Ингитора легко с ней согласилась: она вовсе не горела желанием просвещать Бергвида. Ей очень хотелось вообще больше никогда его не видеть.
Вечером снова затеяли пир, и Бергвид все-таки явился. Увидев Ингитору, он словно бы удивился, но потом вспомнил, кто она такая. Сейчас он казался спокойным, гораздо спокойнее, чем вчера: похоже, только запах свежей смерти воодушевлял его и вливал в жилы лихорадочную, горячечную мощь. Сейчас его глаза были темны и равнодушны, от вчерашнего безумного огонька не оставалось даже искры, но, если он смотрел на Ингитору, она ощущала его взгляд, как какой-то темный луч, обжигающий ее лицо.
Теперь она заметила женщину, сидевшую с ними за женским столом. Кроме них с Хильдой, тут находилась только фру Аудвейг, бывшая воспитательница хозяйки, рослая и дородная женщина с озабоченным круглым лицом, и эта, четвертая: миловидная, с рыжеватыми бровями и ресницами и розовым тонким румянцем на щеках. Одета она была в тяжелый плотный шелк с золотой вышивкой, явно уладской работы, судя по узорам, а на шее ее сверкало золотое ожерелье из тех, что сама Ингитора везла для выкупа за Эгвальда ярла – как видно, подарок Бергвида. Несмотря на такой почетный дар и богатый наряд, рыженькая держалась в стороне и вела себя очень тихо. И было заметно, что она ждет ребенка. Встречая взгляд Ингиторы, та смущалась и опускала глаза.
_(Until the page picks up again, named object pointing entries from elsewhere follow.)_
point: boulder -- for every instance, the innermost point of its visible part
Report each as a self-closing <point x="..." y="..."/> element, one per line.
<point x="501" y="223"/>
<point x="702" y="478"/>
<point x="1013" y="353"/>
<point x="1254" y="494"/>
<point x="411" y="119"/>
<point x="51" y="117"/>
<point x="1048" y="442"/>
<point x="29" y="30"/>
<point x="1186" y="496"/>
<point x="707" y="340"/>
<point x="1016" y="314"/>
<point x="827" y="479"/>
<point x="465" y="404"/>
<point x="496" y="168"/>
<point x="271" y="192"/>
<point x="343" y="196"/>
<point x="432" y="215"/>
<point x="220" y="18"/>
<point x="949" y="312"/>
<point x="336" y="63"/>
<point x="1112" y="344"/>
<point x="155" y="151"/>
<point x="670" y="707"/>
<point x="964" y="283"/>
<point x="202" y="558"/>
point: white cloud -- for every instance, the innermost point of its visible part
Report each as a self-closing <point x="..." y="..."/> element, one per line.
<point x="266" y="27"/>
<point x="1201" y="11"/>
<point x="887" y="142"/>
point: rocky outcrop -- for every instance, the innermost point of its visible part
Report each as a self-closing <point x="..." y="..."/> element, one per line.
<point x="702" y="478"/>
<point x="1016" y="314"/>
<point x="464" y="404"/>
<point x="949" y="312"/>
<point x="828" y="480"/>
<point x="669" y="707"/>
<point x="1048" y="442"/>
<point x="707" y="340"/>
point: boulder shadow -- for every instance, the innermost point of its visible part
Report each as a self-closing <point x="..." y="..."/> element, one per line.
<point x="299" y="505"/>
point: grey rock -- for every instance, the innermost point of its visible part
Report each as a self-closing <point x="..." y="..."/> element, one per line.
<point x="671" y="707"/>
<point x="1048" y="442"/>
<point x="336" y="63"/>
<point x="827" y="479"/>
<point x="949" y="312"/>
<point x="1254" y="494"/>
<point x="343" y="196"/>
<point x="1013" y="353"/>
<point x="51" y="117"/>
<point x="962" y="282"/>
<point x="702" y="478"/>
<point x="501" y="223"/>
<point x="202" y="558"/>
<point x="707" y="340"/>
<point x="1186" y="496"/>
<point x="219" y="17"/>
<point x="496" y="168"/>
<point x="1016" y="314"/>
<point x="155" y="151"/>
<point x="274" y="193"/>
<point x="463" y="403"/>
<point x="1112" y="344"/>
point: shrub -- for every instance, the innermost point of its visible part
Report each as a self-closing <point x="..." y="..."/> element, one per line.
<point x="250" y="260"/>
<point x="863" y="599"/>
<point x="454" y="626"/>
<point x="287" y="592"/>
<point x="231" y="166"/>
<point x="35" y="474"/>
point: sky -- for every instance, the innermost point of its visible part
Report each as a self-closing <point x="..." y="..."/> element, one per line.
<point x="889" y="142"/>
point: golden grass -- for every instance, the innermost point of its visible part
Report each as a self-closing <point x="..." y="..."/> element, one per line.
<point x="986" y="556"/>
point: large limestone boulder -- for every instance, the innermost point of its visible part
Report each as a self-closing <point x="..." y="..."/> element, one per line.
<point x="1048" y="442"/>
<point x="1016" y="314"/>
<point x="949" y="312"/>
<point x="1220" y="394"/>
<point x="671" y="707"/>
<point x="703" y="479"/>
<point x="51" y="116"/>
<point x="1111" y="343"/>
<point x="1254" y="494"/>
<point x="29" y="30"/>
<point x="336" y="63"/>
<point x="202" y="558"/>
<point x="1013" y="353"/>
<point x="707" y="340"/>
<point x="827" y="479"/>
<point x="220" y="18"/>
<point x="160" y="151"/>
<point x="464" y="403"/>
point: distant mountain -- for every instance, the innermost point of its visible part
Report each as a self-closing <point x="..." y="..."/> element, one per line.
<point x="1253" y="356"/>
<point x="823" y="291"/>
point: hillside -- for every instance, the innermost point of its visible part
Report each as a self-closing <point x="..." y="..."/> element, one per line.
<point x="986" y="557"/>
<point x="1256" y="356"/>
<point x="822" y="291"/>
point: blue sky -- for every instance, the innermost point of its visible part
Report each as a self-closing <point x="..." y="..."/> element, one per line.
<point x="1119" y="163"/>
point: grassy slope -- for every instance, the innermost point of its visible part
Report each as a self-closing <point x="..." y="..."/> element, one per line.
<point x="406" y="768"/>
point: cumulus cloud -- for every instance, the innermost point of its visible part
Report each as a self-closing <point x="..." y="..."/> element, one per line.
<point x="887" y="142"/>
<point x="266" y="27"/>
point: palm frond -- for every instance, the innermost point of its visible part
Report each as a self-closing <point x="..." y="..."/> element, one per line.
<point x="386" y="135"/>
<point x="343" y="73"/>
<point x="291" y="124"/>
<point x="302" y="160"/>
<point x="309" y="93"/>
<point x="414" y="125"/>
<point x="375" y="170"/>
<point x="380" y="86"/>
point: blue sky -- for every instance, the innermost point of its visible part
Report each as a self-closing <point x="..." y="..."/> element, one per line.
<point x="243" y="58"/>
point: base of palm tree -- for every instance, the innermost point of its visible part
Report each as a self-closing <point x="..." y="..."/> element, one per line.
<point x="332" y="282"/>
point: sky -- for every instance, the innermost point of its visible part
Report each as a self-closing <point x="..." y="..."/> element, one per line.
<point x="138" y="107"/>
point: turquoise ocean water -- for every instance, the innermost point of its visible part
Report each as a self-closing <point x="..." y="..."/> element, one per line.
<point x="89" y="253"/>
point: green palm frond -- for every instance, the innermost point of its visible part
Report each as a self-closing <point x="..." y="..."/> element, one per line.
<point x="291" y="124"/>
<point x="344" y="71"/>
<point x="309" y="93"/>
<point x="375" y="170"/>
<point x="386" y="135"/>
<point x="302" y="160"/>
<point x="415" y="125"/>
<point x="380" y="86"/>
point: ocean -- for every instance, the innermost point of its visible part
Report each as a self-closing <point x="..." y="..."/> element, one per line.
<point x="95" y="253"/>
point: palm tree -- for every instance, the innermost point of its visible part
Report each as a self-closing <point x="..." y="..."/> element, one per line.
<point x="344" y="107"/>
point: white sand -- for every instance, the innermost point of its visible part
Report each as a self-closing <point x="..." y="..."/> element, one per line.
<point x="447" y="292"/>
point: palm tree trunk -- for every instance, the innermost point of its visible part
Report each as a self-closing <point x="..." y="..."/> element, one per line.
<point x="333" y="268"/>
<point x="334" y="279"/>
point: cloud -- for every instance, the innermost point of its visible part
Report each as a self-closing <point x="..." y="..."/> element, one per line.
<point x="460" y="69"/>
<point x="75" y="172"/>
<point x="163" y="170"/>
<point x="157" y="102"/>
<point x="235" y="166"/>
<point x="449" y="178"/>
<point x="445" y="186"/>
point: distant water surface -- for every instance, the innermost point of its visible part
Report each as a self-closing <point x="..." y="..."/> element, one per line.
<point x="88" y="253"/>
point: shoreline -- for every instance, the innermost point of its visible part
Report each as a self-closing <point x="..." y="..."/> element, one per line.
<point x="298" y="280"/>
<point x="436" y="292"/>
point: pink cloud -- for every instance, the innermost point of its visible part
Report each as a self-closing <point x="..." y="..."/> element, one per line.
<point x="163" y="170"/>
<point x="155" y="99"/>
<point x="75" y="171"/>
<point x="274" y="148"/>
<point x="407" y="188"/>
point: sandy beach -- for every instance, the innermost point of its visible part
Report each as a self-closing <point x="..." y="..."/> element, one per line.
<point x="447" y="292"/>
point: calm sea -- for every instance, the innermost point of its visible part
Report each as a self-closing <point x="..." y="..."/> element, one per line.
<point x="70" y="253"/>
– Кто это? – тихо спросила Ингитора у йомфру Хильды, и хозяйка слегка сморщила нос:
– Это Одда. Рабыня моего брата Бергвида. Она досталась ему в наследство от его жены Хильдвины и жила у него в усадьбе Конунгагорд. А теперь она беременна, и он всюду стал возить ее с собой. Боится оставить свое сокровище!